Should you compare relational or non-relational dbs in an interview?
Most interviewers don’t need an explicit comparison of SQL and NoSQL databases in your session and it’s a pothole you should completely avoid. Instead, talk about what you know about the database you’re using and how it will help you solve the problem at hand
How are indexes typically implemented?
B-Tree or Hashtable
What are the properties of relational DBs that make them an appropriate use case?
The great thing about relational databases is (a) their support for arbitrarily many indexes, which allows you to optimize for different queries and (b) their support for multi-column and specialized indexes (e.g. geospatial indexes, full-text indexes).
ACID, transactional isolation, well defined schema.
What are transactions in a relational DB?
Transactions are a way of grouping multiple operations together into a single atomic operation
With regards to ACID compiance, how do RDMS and Nonrelational systems compare?
Relational (SQL): strict ACID compliance is the default.
Non-Relational (NoSQL): Default is usually “Eventual Consistency” (speed over strictness), but ACID is often available as an optional feature if you are willing to take a performance hit. They are BASE compliant by default.
What kinds of data models do non-relational DBs support?
Key value stores
- fast access
- simple model
Document stores
- flexible
- schemaless
Column family stores
- scalable
- high performance for writes
Graph DBs
- relationships
- efficient retrieval
Why are compelling reasons for using a nonrelational database?
Flexible Data Models: Your data model is evolving or you need to store different types of data structures without a fixed schema.
Scalability: Your application needs to scale horizontally (across many servers) to accommodate large amounts of data or high user loads.
Handling Big Data and Real-Time Web Apps: You have applications dealing with large volumes of data, especially unstructured data, or applications requiring real-time data processing and analytics.
Do NoSQL dbs support indexing?
Yes
What should you know about blob storage?
Durability: Blob storage services are designed to be incredibly durable.
Scalability: Hosted blob storage solutions like AWS S3 can be considered infinitely scalable.
Cost: Blob storage services are designed to be cost effective.
Security: Blob storage services have built-in security features like encryption at rest and in transit.
Upload and Download Directly from the Client: Blob storage services allow you to upload and download blobs directly from the client.
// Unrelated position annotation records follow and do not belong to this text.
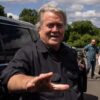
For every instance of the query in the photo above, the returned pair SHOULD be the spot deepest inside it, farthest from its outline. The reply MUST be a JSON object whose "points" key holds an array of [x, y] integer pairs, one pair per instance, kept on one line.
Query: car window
{"points": [[14, 37], [11, 39]]}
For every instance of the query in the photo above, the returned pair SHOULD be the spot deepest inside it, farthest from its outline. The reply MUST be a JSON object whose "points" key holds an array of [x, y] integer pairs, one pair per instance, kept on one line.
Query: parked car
{"points": [[13, 35]]}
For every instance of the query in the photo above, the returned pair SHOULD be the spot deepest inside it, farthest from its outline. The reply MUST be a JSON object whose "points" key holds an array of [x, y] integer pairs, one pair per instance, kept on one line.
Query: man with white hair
{"points": [[46, 69]]}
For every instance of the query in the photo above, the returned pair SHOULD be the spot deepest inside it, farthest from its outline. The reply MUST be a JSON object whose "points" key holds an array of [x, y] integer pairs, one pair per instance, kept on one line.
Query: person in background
{"points": [[45, 69], [91, 52], [82, 73]]}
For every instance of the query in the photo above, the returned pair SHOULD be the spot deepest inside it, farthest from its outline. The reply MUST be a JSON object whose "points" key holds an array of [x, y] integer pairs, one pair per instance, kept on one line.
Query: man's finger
{"points": [[60, 87]]}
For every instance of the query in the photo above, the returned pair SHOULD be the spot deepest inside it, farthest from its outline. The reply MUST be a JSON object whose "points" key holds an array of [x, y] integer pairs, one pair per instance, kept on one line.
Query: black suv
{"points": [[13, 35]]}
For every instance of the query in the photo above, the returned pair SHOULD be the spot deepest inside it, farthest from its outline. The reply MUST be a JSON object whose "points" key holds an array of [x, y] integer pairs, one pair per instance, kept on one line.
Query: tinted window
{"points": [[12, 38]]}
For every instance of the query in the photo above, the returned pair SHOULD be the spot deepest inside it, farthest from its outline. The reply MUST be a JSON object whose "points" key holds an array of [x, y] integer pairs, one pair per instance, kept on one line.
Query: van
{"points": [[13, 35]]}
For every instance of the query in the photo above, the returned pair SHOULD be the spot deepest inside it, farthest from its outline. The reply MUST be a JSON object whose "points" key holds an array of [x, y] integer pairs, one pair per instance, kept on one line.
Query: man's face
{"points": [[52, 29]]}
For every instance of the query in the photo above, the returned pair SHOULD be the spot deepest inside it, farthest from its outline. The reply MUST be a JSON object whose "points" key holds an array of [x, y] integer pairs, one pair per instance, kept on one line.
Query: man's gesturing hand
{"points": [[43, 83]]}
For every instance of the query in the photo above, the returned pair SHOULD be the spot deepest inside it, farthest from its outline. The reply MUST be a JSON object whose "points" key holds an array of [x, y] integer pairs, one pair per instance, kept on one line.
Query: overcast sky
{"points": [[75, 9]]}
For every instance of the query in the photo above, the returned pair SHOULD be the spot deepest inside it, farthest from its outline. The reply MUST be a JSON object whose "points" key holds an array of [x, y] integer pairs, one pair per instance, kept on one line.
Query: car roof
{"points": [[13, 22]]}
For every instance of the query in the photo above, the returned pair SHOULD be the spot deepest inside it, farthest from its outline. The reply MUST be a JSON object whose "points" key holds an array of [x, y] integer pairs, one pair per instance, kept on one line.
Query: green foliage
{"points": [[81, 32], [83, 27], [29, 15], [2, 12]]}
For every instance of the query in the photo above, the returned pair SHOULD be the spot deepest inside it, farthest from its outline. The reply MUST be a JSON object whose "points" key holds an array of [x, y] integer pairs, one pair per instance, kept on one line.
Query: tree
{"points": [[29, 15], [83, 27], [2, 13]]}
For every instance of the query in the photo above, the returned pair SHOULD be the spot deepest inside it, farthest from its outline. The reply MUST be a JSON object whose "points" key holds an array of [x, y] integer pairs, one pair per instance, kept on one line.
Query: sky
{"points": [[76, 10]]}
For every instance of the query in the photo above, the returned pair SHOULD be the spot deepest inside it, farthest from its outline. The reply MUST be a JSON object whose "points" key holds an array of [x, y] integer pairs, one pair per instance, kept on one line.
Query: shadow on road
{"points": [[90, 97]]}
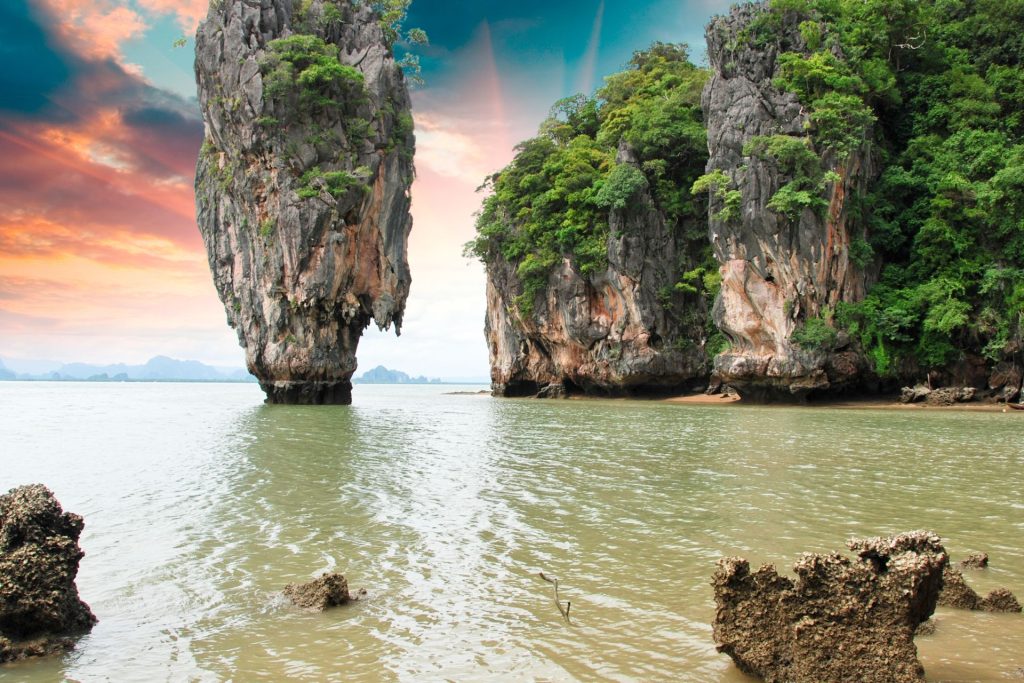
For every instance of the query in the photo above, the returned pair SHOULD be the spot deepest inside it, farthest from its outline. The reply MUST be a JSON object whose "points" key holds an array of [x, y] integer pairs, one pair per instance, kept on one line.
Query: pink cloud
{"points": [[94, 29], [188, 12]]}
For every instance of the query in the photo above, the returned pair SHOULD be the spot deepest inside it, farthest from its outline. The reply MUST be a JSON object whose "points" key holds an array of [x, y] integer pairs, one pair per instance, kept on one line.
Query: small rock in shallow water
{"points": [[842, 620], [39, 556], [975, 561], [317, 595], [1000, 600], [926, 628]]}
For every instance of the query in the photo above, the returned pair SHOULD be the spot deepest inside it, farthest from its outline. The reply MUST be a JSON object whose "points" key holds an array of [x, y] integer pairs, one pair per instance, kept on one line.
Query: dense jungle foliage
{"points": [[554, 200], [935, 88]]}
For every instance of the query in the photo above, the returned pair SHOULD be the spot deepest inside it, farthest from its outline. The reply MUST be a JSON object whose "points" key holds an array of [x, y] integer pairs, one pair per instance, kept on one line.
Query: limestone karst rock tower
{"points": [[302, 187], [780, 267]]}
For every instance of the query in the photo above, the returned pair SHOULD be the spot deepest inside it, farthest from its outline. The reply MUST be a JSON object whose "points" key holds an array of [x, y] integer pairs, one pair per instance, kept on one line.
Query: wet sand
{"points": [[850, 403]]}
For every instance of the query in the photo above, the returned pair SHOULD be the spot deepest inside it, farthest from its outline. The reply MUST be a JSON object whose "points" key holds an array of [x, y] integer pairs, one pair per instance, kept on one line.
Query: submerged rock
{"points": [[302, 186], [328, 591], [842, 620], [39, 556], [956, 593]]}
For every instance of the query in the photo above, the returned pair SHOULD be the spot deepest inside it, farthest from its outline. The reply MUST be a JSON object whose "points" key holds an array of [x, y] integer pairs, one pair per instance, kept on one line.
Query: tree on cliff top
{"points": [[553, 201]]}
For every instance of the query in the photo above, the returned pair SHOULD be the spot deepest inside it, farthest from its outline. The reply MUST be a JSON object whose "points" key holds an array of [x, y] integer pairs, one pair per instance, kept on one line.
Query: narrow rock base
{"points": [[308, 393]]}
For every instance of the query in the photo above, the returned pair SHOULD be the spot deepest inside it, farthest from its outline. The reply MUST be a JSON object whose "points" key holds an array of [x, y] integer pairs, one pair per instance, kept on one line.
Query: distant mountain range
{"points": [[381, 375], [159, 369]]}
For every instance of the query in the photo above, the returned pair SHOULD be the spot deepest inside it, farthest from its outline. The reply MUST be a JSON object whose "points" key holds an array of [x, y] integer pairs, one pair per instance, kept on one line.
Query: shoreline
{"points": [[865, 403]]}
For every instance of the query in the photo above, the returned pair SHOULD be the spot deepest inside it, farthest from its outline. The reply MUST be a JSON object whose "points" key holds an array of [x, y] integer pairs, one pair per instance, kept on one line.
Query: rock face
{"points": [[956, 593], [842, 620], [777, 270], [328, 591], [608, 334], [39, 556], [302, 187]]}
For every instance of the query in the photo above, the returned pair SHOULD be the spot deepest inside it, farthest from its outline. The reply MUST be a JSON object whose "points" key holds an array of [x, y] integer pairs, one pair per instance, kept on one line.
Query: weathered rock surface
{"points": [[328, 591], [1006, 381], [302, 187], [956, 593], [842, 620], [39, 555], [605, 334], [777, 270]]}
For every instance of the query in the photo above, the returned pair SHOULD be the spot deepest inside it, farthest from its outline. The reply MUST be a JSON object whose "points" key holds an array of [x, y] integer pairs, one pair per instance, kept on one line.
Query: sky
{"points": [[100, 258]]}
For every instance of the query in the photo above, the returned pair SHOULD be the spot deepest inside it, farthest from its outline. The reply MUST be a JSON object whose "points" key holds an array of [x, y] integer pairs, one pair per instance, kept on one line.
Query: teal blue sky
{"points": [[100, 260]]}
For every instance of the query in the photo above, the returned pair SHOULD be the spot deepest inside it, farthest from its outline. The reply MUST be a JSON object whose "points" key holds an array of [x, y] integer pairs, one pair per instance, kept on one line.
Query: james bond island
{"points": [[303, 185]]}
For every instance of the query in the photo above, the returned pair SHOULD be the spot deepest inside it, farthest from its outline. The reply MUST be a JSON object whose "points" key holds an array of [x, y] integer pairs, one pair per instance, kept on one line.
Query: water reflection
{"points": [[444, 508]]}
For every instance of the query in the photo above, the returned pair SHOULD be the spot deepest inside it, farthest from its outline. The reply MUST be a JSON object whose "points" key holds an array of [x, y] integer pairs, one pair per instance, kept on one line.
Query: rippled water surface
{"points": [[201, 504]]}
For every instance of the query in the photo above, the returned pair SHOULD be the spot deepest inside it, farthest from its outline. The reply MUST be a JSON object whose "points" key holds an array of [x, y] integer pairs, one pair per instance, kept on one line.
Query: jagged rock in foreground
{"points": [[778, 270], [302, 185], [39, 555], [842, 620], [956, 593], [328, 591], [608, 334]]}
Chunking: Modern blob storage services like S3 support chunking out of the box via the multipart upload API.
What is a search optimized database and when should you use it?
Search optimized databases, on the other hand, are specifically designed to handle full-text search. They use techniques like indexing, tokenization, and stemming to make search queries fast and efficient.
How do search optimized databases work?
They work by building what are called inverted indexes. Inverted indexes are a data structure that maps from words to the documents that contain them.
{
"word1": [doc1, doc2, doc3],
"word2": [doc2, doc3, doc4],
"word3": [doc1, doc3, doc4]
}What should you know about inverted indexes?
Inverted Indexes: Inverted indexes to make search queries fast and efficient.
Tokenization: Tokenization is the process of breaking a piece of text into individual words.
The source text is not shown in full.